Module 4: Optimization and Introduction to Machine Learning
“Optimization and Model Fitting”
Research Document for DATA 201 Course Development
Table of Contents
- Introduction
- Part I: The History of Optimization
- Part II: Operations Research - Math Goes to War
- Part III: The Dawn of Machine Learning
- Part IV: Modern Optimization and Deep Learning
- DEEP DIVE: George Dantzig and the Homework Problems
- Lecture Plan and Hands-On Exercise
- Recommended Resources
- References
Introduction
Optimization is the mathematical backbone of machine learning: finding the best parameters, the best decisions, the best predictions. This module traces:
- How mathematicians developed tools to find optimal solutions
- How World War II transformed optimization into a practical science
- How fitting models to data became “machine learning”
Core Question: Given constraints and objectives, how do we find the best solution?
Part I: The History of Optimization
Fermat and the Principle of Least Time (1662)

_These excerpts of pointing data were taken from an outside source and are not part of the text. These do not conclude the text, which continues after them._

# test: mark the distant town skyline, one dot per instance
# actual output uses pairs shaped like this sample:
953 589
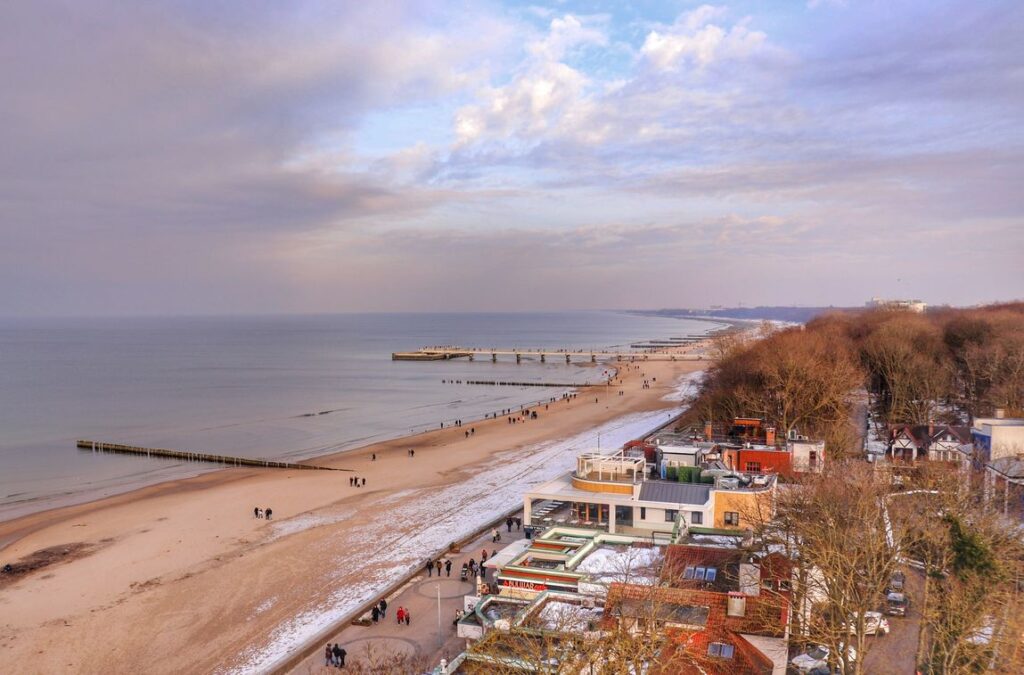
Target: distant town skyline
193 158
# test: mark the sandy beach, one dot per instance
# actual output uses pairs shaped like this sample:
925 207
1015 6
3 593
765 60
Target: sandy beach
181 577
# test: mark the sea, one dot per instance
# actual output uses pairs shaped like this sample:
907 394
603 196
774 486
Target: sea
284 387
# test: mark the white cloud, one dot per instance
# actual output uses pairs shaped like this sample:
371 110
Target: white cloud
694 40
544 92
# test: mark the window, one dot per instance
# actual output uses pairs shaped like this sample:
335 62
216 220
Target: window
720 649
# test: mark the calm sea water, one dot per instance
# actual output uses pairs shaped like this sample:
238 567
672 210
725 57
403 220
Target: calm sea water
246 386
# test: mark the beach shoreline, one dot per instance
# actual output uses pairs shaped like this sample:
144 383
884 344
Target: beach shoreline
164 555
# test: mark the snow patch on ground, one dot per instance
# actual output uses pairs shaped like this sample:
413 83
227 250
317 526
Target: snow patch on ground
621 564
686 386
443 516
307 521
568 617
265 604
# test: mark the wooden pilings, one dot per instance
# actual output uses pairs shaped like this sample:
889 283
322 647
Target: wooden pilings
518 384
197 457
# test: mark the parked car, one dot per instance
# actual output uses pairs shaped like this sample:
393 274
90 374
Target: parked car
897 604
816 659
875 624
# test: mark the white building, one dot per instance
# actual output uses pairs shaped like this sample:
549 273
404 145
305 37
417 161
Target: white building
615 493
916 306
996 436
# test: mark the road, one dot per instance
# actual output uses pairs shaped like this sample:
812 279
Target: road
894 654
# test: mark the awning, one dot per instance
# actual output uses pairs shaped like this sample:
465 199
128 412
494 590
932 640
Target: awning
505 555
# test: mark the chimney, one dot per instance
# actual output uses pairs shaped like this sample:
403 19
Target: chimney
735 605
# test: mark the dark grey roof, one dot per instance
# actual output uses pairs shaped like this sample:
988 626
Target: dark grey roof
674 493
669 612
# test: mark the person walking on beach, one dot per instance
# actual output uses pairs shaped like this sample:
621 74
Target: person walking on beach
339 655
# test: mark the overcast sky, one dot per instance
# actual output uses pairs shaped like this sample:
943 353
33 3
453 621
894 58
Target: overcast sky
201 157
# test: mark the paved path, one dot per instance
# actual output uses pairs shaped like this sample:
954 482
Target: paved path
421 637
894 654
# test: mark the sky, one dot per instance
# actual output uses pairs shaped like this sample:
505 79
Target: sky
255 157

Pierre de Fermat proposed that light travels along the path that minimizes travel time. This “principle of least time” was among the first optimization principles in physics.
Example: Light bending at water’s surface follows exactly the path that minimizes total travel time—even though the light “doesn’t know” it’s optimizing.
This principle foreshadowed variational calculus and optimization throughout physics.
Newton’s Method (1669)
Isaac Newton developed an iterative method for finding roots of equations:
\[x_{n+1} = x_n - \frac{f(x_n)}{f'(x_n)}\]To find minima, apply this to the derivative f’(x) = 0.
The Idea
Start somewhere, use local information (derivative) to improve, repeat until convergence.
Why It Matters
Newton’s method anticipates gradient-based optimization that dominates modern machine learning.
Lagrange Multipliers (1788)
Joseph-Louis Lagrange developed a method for optimizing functions subject to constraints.
Problem: Maximize f(x,y) subject to g(x,y) = 0
Solution: Find where ∇f = λ∇g (gradients are parallel)
Example
Maximize area of rectangle with fixed perimeter:
- Objective: A = xy
- Constraint: 2x + 2y = P
The answer: a square. Lagrange’s method proves it elegantly.
Applications
- Economics: Maximize utility subject to budget
- Physics: Mechanics with constraints
- Machine learning: Regularization, support vector machines
Cauchy and Gradient Descent (1847)
Augustin-Louis Cauchy proposed the method of steepest descent:
\[x_{n+1} = x_n - \alpha \nabla f(x_n)\]Move in the direction opposite to the gradient (steepest downhill direction).
The Algorithm
- Start at some point
- Compute the gradient (direction of steepest increase)
- Take a step in the opposite direction
- Repeat until converged
Why This Is Everything
Gradient descent (and its variants) powers virtually all modern machine learning:
- Neural network training
- Logistic regression
- Recommender systems
- Large language models
The 1847 idea scales to billions of parameters.
Part II: Operations Research - Math Goes to War
The Birth of Operations Research (1937-1945)
World War II created urgent optimization problems:
- How to allocate scarce resources?
- How to route convoys to avoid submarines?
- How to schedule bombing raids?
Radar and the Bawdsey Manor Scientists
In 1937, British scientists at Bawdsey Manor studied how to optimally deploy the new radar technology. They called their work “operational research”—researching operations.
Key WWII Problems Solved
Convoy Routing: How large should convoys be? Analysis showed larger convoys were safer—contradicting intuition that big convoys were bigger targets.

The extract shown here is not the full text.